Commerce et racolage

Commerce et racolage

Le commerce adoucit les mœurs, dit l’adage. Mais il exaspère parfois les bonnes mœurs, comme en témoigne le retour de la vieille querelle sur le commerce des charmes, que l’on croyait close depuis la fermeture des maisons. Bien que la galipette tarifée se soit poursuivie en tapinois depuis la prohibition. La société de l’information aurait, paraît-il, supplanté la société de consommation. En fait, il semblerait plutôt que les deux se soient accouplées, sans qu’une quelconque Marthe Richard soit venue dénoncer l’impudeur de la chose. Car aujourd’hui, le fin du fin du commerce électronique, c’est de pouvoir cibler avec précision le client, afin de l’aguicher avec le produit qui répond à ses attentes les plus secrètes.
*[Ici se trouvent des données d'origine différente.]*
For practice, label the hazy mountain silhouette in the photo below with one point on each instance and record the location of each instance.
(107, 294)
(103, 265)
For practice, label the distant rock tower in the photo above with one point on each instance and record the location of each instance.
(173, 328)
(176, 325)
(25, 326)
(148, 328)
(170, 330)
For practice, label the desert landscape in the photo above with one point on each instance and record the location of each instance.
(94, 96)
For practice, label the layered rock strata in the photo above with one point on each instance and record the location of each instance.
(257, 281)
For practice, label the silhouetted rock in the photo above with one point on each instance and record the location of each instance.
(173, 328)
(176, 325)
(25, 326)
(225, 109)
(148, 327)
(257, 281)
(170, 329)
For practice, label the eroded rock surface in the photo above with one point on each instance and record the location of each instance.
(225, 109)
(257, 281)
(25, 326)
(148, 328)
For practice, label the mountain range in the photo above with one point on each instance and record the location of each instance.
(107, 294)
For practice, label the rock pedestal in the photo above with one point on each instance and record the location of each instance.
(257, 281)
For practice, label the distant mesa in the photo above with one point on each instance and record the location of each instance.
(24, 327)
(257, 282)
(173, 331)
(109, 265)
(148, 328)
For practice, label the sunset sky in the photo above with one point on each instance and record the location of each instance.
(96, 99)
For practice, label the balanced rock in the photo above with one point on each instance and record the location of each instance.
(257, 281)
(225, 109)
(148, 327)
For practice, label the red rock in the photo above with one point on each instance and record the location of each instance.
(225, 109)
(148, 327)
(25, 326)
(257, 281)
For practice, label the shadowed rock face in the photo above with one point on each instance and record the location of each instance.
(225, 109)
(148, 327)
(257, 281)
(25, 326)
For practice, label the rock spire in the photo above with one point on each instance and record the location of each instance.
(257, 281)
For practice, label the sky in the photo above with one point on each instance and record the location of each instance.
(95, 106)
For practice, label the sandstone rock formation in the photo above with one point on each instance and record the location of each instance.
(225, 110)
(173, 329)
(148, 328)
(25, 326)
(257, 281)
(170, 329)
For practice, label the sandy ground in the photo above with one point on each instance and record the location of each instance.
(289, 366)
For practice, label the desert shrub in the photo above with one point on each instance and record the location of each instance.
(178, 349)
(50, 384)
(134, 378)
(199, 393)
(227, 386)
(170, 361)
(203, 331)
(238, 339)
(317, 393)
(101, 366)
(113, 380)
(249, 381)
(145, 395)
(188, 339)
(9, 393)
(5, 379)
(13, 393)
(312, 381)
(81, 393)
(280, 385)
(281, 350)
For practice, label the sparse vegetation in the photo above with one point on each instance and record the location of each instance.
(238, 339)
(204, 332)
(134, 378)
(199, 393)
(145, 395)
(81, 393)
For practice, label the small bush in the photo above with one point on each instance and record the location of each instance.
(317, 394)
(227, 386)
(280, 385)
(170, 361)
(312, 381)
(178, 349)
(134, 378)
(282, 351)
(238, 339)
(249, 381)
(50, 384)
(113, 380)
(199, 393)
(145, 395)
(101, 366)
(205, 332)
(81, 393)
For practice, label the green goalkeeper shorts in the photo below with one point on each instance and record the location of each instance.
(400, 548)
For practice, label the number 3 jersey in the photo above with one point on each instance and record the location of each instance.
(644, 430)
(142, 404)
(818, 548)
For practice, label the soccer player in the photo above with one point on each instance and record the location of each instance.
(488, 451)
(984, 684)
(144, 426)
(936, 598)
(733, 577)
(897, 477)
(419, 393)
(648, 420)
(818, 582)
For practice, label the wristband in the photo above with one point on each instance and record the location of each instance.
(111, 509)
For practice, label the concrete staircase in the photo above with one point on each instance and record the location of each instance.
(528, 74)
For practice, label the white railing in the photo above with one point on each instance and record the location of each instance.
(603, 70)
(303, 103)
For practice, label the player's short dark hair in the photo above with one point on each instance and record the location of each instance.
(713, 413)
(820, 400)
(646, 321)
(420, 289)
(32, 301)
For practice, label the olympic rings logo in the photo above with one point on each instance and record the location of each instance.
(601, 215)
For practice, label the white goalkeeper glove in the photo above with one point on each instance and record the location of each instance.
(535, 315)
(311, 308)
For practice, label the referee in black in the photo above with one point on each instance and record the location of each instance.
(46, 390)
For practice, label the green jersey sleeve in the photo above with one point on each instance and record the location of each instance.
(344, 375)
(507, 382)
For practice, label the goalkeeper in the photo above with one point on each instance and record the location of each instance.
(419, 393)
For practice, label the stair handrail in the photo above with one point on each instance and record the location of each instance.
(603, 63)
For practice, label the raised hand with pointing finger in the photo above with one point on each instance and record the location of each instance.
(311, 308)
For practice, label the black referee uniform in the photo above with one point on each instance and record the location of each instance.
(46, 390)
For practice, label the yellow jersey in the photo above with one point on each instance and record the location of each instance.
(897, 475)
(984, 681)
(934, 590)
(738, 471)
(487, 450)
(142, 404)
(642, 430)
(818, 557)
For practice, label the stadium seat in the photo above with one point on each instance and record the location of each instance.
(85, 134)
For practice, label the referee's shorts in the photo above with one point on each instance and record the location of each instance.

Une sorte de piège à la belle blonde, l’arme favorite de l’espionnage à la John Le Carré. Une technique qui perdure avec la surveillance irrégulière de la NSA, et avec les indiscrétions de concierge, parfaitement légales, des collecteurs de big data. Dont la machinerie sophistiquée scrute vos pérégrinations sur le web, repère vos centres d’intérêt, évalue votre pouvoir d’achat et vous sert directement la réclame susceptible de vous faire craquer. Du racolage qualifié, en quelque sorte.

Pour avoir développé avec succès cette collecte de potins, et ainsi pouvoir faire chanter le pékin à l’insu de son plein gré, une start-up française vient de décrocher le passeport de la réussite : son entrée au Nasdaq. Criteo a été introduite hier, avec un timing opportun : le marché est en grande forme et très demandeur d’« entreprises de croissance », qu’il accepte de payer au prix du beluga. Six fois le chiffre d’affaires, deux cents fois le bénéfice, ce qui donne une capitalisation initiale d’environ 1,7 milliard de dollars. Selon les milieux professionnels, c’est au moins le double de ce qu’aurait payé la place parisienne, qui est un peu plus pingre dans la valorisation de l’optimisme béat. Ce qui n’enlève rien au talent des créateurs de Criteo, bien entendu, ni ne déprécie le potentiel de leur système publicitaire. Il y aurait pourtant une méthode efficace, bien que rustique, pour booster les ventes. Si l’on en croit ce journaliste britannique, spécialisé dans la bimbeloterie de luxe, il suffirait d’afficher un panneau « soldes » pour déclencher un réflexe pavlovien d’achat compulsif. Les soldes seraient une sorte de drogue moderne qui excite la production de dopamine, puis d’adrénaline – responsable des « comportements à risque ». Le même effet que la belle blonde, qui coûte pourtant toujours plus cher que le prix indiqué.

La recette du jour

Bromure en solde

Vous ne comprenez pas pourquoi vos fins de mois sont aussi miséreuses, bien que vos revenus soient confortables. C’est sans doute que vous ne pouvez pas résister à la tentation d’une bonne affaire. Dès que vous serez sollicité, avalez illico un gorgeon de bromure. Son efficacité est prouvée contre l’érection des déficits bancaires.